Baca juga: Bravo, Italia juara Euro 2020 tundukkan Inggris lewat adu penalti. Begini jalannya pertandingan
De Rossi tak bermain, tetapi dia adalah bagian dari tim pelatih yang diajak Roberto Mancini menjadi salah satu staf pelatihnya empat bulan sebelum Azzurri menjuarai Euro 2020.
Kebahagiaan luar biasa de Rossi adalah juga kebahagiaan Italia yang tak saja masih terbayang oleh derita pandemi di mana nyawa puluhan ribu orang direnggut oleh COVID-19, namun juga empat tahun lalu mengalami disorientasi dan merasa terhina karena tak bisa mengikuti turnamen terbesar sepakbola sejagat, sampai Mancini datang menata ulang timnas pada 2018 dan kemudian perlahan membangun sebuah tim yang solid serta sulit sekali dikalahkan lawan.
Tim itu tidak dibangun dari pemain-pemain mahal dan para bintang seperti dimiliki Spanyol, Portugal, Belgia, Inggris, Jerman atau Belanda.
Tim ini dibangun oleh kolektivitas yang bahkan merasuk ke luar lapangan, persis dengan saat-saat manakala Mancini masih aktif menyepak bola sebagai pemain, khususnya saat bersama Sampdoria.
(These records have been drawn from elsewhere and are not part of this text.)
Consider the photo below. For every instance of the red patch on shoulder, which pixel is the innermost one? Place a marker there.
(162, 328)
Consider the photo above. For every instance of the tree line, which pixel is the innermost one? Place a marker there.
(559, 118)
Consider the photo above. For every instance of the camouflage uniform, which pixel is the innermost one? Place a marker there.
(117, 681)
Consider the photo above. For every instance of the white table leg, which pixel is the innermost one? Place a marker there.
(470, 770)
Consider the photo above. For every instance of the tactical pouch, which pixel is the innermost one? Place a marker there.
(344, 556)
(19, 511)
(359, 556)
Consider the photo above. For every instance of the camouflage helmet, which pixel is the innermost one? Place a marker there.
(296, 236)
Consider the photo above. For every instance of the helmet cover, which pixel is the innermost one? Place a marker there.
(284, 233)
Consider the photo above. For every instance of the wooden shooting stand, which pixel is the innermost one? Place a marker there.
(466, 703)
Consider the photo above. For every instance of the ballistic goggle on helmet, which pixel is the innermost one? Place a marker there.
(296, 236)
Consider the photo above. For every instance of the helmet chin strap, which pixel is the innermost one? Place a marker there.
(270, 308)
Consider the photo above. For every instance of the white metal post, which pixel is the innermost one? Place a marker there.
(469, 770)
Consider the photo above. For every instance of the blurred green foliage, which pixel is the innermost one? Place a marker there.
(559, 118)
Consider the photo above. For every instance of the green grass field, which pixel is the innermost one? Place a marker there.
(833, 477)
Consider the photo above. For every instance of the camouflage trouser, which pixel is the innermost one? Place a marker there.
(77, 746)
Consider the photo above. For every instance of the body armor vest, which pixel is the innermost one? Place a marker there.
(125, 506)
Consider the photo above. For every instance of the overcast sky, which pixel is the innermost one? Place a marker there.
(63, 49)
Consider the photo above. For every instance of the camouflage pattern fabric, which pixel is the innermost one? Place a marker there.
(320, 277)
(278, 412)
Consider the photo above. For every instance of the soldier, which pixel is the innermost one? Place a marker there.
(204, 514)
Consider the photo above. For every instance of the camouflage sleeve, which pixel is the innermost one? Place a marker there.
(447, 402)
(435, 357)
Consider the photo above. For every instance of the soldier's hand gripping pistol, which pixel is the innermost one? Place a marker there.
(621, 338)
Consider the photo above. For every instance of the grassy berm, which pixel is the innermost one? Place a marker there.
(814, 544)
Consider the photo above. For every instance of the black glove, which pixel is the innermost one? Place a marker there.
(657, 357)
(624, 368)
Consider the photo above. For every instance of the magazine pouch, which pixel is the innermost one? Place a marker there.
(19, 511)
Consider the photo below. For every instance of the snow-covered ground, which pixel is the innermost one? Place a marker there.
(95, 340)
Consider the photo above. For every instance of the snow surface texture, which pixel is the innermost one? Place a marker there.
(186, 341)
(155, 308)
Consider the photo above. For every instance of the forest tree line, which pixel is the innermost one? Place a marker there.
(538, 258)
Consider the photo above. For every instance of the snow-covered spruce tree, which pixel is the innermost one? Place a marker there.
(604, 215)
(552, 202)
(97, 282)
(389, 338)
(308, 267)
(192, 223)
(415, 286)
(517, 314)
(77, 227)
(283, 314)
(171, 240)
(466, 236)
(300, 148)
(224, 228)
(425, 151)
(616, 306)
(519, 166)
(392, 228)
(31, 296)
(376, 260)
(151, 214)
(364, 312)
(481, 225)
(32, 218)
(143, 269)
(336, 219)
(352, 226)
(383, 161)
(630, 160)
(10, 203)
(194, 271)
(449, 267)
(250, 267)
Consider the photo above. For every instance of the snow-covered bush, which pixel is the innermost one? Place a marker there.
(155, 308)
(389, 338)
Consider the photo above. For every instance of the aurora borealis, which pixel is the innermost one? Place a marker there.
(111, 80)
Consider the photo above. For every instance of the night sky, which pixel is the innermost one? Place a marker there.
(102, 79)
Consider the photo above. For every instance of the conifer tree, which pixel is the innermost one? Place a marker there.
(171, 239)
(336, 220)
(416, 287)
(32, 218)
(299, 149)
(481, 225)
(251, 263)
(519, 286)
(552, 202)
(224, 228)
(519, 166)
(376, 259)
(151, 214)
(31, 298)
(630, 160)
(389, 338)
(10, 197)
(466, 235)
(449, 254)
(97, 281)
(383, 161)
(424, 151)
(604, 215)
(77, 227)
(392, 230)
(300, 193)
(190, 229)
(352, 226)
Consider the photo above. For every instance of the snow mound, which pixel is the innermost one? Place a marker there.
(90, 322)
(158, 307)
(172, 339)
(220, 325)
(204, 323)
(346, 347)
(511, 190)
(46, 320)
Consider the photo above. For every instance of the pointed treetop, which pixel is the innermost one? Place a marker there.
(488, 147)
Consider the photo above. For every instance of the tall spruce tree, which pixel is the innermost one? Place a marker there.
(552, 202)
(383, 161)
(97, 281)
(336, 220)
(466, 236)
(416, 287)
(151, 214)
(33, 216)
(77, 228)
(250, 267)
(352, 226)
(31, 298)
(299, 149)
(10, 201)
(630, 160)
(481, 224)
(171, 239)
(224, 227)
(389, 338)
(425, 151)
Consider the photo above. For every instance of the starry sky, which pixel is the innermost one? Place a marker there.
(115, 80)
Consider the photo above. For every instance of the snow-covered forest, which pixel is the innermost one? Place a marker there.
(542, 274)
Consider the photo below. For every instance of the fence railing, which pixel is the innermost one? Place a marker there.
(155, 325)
Sebelum de Rossi ditarik menjadi asisten pelatih Maret 2021, sejak ditunjuk sebagai pelatih Italia pada Mei 2018, Mancini sudah didampingi sejumlah asisten pelatih. Mereka adalah Alberico Evani, Angelo Adamo Gregucci, Giulio Nuciari, Fausto Salsano dan pelatih penjaga gawang Massimo Battara. Yang terakhir ini selalu ikut ke mana pun Mancini pergi, termasuk saat Mancini melatih Manchester City dan Zenit Saint Petersburg.
Baca juga: Daftar Juara Euro: Italia kembali juara setelah penantian setengah abad
Setahun kemudian, Mancini mengajak Attilio Lombardo dan Gianluca Vialli melibatkan diri, dan terakhir Maret tahun ini mengajak Danielle de Rossi.
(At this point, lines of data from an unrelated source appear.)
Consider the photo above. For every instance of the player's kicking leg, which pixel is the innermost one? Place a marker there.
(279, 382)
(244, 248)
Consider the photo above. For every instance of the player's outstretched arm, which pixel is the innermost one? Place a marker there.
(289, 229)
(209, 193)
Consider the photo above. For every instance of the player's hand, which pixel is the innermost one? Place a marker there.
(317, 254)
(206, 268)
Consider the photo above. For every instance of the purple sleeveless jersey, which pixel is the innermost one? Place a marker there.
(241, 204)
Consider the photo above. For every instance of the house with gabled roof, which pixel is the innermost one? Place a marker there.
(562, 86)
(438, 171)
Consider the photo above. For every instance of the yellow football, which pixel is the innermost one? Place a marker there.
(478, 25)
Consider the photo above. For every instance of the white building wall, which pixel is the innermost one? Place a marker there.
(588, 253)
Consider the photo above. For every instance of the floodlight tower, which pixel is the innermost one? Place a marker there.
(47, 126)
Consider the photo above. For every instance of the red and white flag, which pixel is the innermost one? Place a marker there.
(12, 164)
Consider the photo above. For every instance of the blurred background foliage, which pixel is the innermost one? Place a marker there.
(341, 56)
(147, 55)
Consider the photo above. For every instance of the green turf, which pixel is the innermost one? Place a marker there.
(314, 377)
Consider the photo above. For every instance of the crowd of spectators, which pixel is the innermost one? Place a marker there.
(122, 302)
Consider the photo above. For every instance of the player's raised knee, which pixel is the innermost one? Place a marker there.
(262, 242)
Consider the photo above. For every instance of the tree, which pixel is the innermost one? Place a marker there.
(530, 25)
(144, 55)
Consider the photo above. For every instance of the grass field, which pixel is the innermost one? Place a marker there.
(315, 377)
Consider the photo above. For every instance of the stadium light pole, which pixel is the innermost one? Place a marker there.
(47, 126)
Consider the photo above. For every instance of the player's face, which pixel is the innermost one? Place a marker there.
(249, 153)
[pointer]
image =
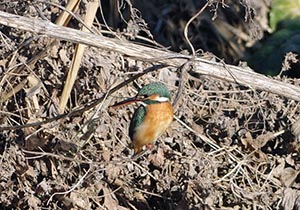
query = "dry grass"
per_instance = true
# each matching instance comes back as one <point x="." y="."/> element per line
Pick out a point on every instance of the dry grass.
<point x="229" y="146"/>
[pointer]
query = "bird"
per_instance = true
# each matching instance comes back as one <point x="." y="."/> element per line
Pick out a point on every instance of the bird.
<point x="153" y="116"/>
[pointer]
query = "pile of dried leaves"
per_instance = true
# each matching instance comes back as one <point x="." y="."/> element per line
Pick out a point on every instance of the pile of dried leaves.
<point x="229" y="146"/>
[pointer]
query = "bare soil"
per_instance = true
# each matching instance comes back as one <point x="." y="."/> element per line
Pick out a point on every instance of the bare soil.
<point x="229" y="146"/>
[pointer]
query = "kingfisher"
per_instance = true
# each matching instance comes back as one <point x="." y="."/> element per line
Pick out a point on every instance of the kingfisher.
<point x="152" y="118"/>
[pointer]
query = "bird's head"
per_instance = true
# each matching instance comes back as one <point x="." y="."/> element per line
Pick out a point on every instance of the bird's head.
<point x="151" y="93"/>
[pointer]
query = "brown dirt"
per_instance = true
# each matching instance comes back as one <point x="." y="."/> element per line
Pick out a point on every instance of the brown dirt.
<point x="230" y="147"/>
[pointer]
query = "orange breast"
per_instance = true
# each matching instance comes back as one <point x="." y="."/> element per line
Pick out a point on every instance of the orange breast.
<point x="158" y="118"/>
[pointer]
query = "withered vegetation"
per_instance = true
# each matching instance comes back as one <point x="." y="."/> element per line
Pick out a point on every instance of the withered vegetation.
<point x="230" y="146"/>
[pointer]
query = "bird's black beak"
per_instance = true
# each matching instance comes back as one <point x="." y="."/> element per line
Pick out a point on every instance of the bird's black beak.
<point x="126" y="102"/>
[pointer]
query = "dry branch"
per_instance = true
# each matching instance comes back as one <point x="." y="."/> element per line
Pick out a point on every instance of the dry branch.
<point x="218" y="70"/>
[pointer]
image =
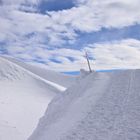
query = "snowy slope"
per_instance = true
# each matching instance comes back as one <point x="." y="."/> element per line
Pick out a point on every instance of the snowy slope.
<point x="59" y="78"/>
<point x="103" y="106"/>
<point x="24" y="97"/>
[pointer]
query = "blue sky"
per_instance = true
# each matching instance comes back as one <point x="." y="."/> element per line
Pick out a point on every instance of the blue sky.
<point x="54" y="34"/>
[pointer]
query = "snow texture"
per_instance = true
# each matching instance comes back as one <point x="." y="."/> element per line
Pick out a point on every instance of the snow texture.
<point x="25" y="92"/>
<point x="103" y="106"/>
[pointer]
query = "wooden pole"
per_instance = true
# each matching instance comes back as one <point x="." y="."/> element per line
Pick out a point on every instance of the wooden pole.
<point x="86" y="55"/>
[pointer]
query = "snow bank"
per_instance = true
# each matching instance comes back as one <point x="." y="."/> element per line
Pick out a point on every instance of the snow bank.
<point x="103" y="106"/>
<point x="24" y="97"/>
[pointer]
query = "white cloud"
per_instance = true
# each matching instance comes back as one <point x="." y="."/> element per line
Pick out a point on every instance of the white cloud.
<point x="122" y="54"/>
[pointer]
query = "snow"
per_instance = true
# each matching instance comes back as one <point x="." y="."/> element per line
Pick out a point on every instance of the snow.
<point x="25" y="93"/>
<point x="102" y="106"/>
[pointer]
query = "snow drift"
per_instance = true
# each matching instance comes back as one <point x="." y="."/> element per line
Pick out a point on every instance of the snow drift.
<point x="103" y="106"/>
<point x="25" y="92"/>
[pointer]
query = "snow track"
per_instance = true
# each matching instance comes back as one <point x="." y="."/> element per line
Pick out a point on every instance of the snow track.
<point x="109" y="109"/>
<point x="57" y="87"/>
Ternyata, hampir semua staf pelatih Mancini ini adalah alumni Sampdoria atau kalau tidak sahabat dia.
Mancini yang disebut banyak kalangan mempercayai tahayul, membangun timnas di atas fondasi tim seperti tim Sampdoria sewaktu dia bermain di mana generasi emasnya mengantarkan klub itu menembus jajaran elite sepakbola Italia untuk akhirnya bertemu Barcelona dalam final Liga Champions 1992 di Stadion Wembley.
Dan fondasi itu adalah kebersamaan di dalam dan di luar lapangan yang menciptakan permainan kolektif yang maut di lapangan hijau, persis dengan Azzurri saat ini.
Kebersamaan yang kemudian menjadi persahabatan antara Mancini, Vialli, Lombardo, dan banyak pemain Sampdoria saat itu, membuat mereka mengubah Sampdoria yang bukan apa-apa menjadi juara Serie A. Kebersamaan mereka lebih merupakan persahabatan antar manusia, bukan semata rekan satu tim.
Dan inilah yang kemudian ditularkan oleh Mancini cs kepada skuad Azzurri saat ini.
Skuad Azzurri saat ini kebanyakan bukan pemain bintang, tetapi mereka telah membuktikan diri bisa mengalahkan tim-tim bertabur bintang.
Kebersamaan dan persaudaraan di antara membentuk permainan kolektif yang eksplosif, solid, sekaligus pantang menyerah dan lapar kemenangan.
Baca juga: Lupakan Catenaccio, Mancini ingin Italia juarai Euro 2020 dengan sepak bola menyerang
Mancini yin, Vialli yang
Di antara yang disebut sangat mempengaruhi dan dipercaya Mancini adalah Gianluca Vialli. Yang satu ini tak masuk jajaran asisten pelatih, melainkan kepala delegasi tim.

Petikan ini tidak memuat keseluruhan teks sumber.